Remember a towel is "about the most massively useful thing an interstellar hitch hiker can have."



Towel Day is celebrated every May 25th as a tribute by fans of the late author Douglas Adams. On this day, fans carry a towel with them to demonstrate their love for the books and the author, as referenced in Adams' The Hitchhiker's Guide to the Galaxy.



So don't panic.


May 25, 1950 -
The Brooklyn–Battery Tunnel, the longest-continuous, underwater-vehicular tunnel (measuring 1.7 miles long between portals) in North America, opened in NYC, on this date.



A parade of dignitaries led by Mayor William O’Dwyer and Robert Moses, head of the newly created Triborough Bridge and Tunnel Authority, traveled by motorcade through the tunnel where they were welcomed by a cheering crowd on the Manhattan side.


May 25, 1966 -
Norman Jewison's Cold War comedy, The Russians Are Coming the Russians Are Coming, premiered on this date.



Johnny Whitaker so impressed Brian Keith that when TV's Family Affair began casting later that same year, Keith requested Whitaker test for the part of his nephew.


Today in History:
May 25, 1521 -
Charles V, a Holy Roman Emperor (Who was neither holy or a Roman - he was just a German King) issues the Diet of Worms (which neither helps you lose weight nor comprised of non-arthropod invertebrates.)




Martin Luther, German monk and all around killjoy, couldn't stomach this diet (as it declaring him an outlaw for not eating worms, banning his writings, and requiring his arrest) and goes off to start the Protestant Reformation.


May 25, 1803 -
Ralph Waldo Emerson was born on this date.
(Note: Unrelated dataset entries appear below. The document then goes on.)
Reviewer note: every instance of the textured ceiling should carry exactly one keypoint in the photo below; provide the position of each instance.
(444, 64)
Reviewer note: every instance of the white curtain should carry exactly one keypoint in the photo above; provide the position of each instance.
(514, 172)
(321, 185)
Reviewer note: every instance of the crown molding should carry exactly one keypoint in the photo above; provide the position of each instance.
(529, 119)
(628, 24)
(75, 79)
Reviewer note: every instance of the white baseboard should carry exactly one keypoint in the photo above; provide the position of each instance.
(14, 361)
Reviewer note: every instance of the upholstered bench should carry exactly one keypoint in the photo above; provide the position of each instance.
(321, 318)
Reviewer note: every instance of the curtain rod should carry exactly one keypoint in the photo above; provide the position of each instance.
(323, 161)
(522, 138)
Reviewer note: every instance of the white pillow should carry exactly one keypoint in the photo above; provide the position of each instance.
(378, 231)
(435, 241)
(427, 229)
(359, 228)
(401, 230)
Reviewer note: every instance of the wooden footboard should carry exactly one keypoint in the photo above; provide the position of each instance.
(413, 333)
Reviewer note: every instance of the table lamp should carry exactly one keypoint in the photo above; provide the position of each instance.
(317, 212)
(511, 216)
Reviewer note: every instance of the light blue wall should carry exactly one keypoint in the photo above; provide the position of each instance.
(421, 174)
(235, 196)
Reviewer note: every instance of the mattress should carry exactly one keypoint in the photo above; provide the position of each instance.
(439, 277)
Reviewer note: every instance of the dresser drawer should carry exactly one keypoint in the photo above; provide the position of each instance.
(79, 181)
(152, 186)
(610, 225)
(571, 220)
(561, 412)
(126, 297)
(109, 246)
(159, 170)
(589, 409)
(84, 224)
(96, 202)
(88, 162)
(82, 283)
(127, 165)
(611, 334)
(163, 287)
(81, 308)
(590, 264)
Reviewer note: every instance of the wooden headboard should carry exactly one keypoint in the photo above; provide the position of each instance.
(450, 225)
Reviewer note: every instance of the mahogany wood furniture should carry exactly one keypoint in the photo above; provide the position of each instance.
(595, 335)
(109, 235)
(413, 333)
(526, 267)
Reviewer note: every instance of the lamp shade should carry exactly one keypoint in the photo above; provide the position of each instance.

Emerson whose original profession, a Unitarian minister but secret calling was as, an amateur plumber, left the ministry to pursue a career in writing and public speaking.



Emerson became one of America's best known and best loved 19th century figures, writing such works as Trust Thyself and carry a self-threading snake and Bacchus on the chamber pot.


May 25, 1895 -
British playwright and novelist Oscar Wilde is convicted of "committing acts of gross indecency with other male persons," to wit: buggering some rent boys.



For his crime, Wilde is sentenced to two years of hard labor in Reading jail. Perhaps, he should have taken up forgery instead.


May 25, 1925 -
John Scopes was indicted for teaching evolution in school. Evolution was a theory put forth by Charles Darwin, whose boat was named "the Beagle." People objected to this theory, which put forth the proposition that mankind had evolved from life forms with hairy red asses.



This resulted in the famous Scopes Monkey Trial, in which Spencer Tracy gave a long monologue that changed everyone's minds even though it was so darn hot in the courtroom.

It is now commonly accepted as fact that mankind evolved from life forms with hairy red asses, a proposition that anyone who's been to the beach lately shouldn't find too hard to accept.


May 25, 1977 -
In a time long ago and in a galaxy far, far away, George Lucas began legally printing money with the release of the first Star Wars movie, which for reasons only know to George was titled - Stars War IV: A New Hope.



George realized that he did not have enough money so he released Star Wars Episode VI: Return of the Jedi on this date in 1983.



David Lynch was originally offered the chance to direct this episode of the series. He turned it down because he believed it was "Lucas' thing." He went on to direct Dune instead. Director David Cronenberg was also offered the chance to direct, but he also turned it down.

I wonder how their careers turned out.


May 25, 1996 -
The body of Bradley Nowell is discovered in his room at San Francisco's Ocean View Motel on this date.



Nowell, lead singer for radio trio Sublime, was killed by an accidental smack overdose.

Oops.


May 25, 2001 -
Erik Weihenmayer was the first blind person to reach the summit of Mount Everest, on this date. He also completed the Seven Summits in September 2002. His story was covered in a Time article in June 2001 titled Blind Faith.



He is author of Touch the Top of the World: A Blind Man's Journey to Climb Farther Than the Eye can See, his autobiography.